The sharing pattern of most of schemes is 60:40 (Centre:State) and this needs to be changed to 90:10 for Punjab, as the state, while pioneering the green revolution in the country, played a major role in making the nation self-reliant in foodgrain production, the Punjab Government had submitted, adding that it was now the Centre’s turn to support the farmers.
PRESENTATION OF FARM ORDINANCES IN PARLIAMENT HAVE EXPOSED SAD FARCE, SAYS CAPT
Punjab Chief Minister Capt Amarinder Singh on Tuesday said that the presentation of farm ordinances in the Parliament a day before by the Centre had totally exposed the farce of Shiromani Akali Dal’s pretense of protecting the interests of the state’s farmers. With the BJP-led NDA Government going ahead with laying the ordinances on the table of the House on the very first day of the Parliament session, instead of accepting SAD’s so-called plea to defer the same, the Akali charade on the issue had been laid bare, said the Chief Minister.
The fact that Sukhbir had stayed away from the House on Monday, when the ordinances were presented for legislation, showed that the entire drama of seeking postponement of their enactment was played out by the SAD president to appease the farmer organizations, which have been up in arms against the ordinances, Capt Amarinder said. “There is clearly a conspiracy to undermine the farmers’ interests and that of the states, which are constitutionally-mandated to be responsible for agriculture,” said the Chief Minister, asking “why else would Sukhbir conveniently remain away from the Parliament on the opening day itself?”

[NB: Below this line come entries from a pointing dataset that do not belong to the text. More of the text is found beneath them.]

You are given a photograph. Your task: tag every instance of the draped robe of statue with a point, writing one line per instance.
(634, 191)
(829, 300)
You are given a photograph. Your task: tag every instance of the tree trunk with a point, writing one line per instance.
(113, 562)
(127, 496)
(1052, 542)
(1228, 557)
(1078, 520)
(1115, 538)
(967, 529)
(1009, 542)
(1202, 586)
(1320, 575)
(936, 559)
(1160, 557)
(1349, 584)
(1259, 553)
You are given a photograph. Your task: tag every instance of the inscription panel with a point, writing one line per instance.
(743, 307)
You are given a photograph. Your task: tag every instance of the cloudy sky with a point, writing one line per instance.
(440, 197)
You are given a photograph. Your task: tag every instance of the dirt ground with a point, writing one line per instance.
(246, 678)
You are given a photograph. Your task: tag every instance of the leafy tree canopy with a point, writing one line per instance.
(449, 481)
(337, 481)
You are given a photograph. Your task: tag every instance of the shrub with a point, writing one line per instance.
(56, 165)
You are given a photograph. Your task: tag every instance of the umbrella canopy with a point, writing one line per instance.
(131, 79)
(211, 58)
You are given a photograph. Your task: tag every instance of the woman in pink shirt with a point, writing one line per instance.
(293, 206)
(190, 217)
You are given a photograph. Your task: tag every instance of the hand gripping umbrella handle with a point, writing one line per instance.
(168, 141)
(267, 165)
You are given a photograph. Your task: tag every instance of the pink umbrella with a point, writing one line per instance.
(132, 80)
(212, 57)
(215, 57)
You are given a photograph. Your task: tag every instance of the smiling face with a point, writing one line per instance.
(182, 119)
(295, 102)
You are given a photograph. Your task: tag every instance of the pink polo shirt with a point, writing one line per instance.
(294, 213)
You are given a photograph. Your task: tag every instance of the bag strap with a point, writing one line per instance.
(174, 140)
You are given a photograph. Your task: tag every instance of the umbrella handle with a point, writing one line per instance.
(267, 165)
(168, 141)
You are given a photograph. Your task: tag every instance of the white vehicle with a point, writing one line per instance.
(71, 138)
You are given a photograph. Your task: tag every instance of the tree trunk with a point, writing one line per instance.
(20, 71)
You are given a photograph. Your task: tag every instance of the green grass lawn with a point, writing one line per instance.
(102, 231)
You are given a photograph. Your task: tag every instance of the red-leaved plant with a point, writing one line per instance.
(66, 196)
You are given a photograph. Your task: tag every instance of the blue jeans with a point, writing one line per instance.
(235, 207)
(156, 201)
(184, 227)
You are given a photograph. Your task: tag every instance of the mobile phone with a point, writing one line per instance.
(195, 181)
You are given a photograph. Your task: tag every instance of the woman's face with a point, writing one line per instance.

SAD LEADERS MEET BJP PRESIDENT NADDA ON FARM BILLS
Leaders of the Shiromani Akali Dal (SAD) on Tuesday met BJP national president J P Nadda in Delhi and urged him that the Centre address farmers' concerns over three farm bills and also sought that the proposed legislation be sent to a Parliamentary committee. SAD chief Sukhbir Singh Badal, Rajya Sabha members Balwinder Singh Bhunder, Naresh Gujral and senior leader Prem Singh Chandumajra met Nadda at his residence in Delhi and discussed with him the issue of the three farm bills that were tabled in Parliament on Monday. The Centre on Monday had introduced three farm bills in Lok Sabha. These are The Farmers'' Produce Trade And Commerce (Promotion And Facilitation) Bill, The Farmers (Empowerment and Protection) Agreement on Price Assurance and Farm Services Bill and The Essential Commodities (Amendment) Bill.
The SAD, which is part of the National Democratic Alliance (NDA), last week had appealed to the BJP-led Centre not to present the three farm ordinances for approval in Parliament until “all reservations” expressed by farmers are "duly addressed”. Many farmers'' outfits in Punjab have been holding protests against the three farm ordinances promulgated by the Centre. Farmers have expressed apprehension that these three ordinances would pave the way for dismantling of the minimum support price system and they would be at the “mercy” of big corporates. They have been demanding rollback of these ordinances.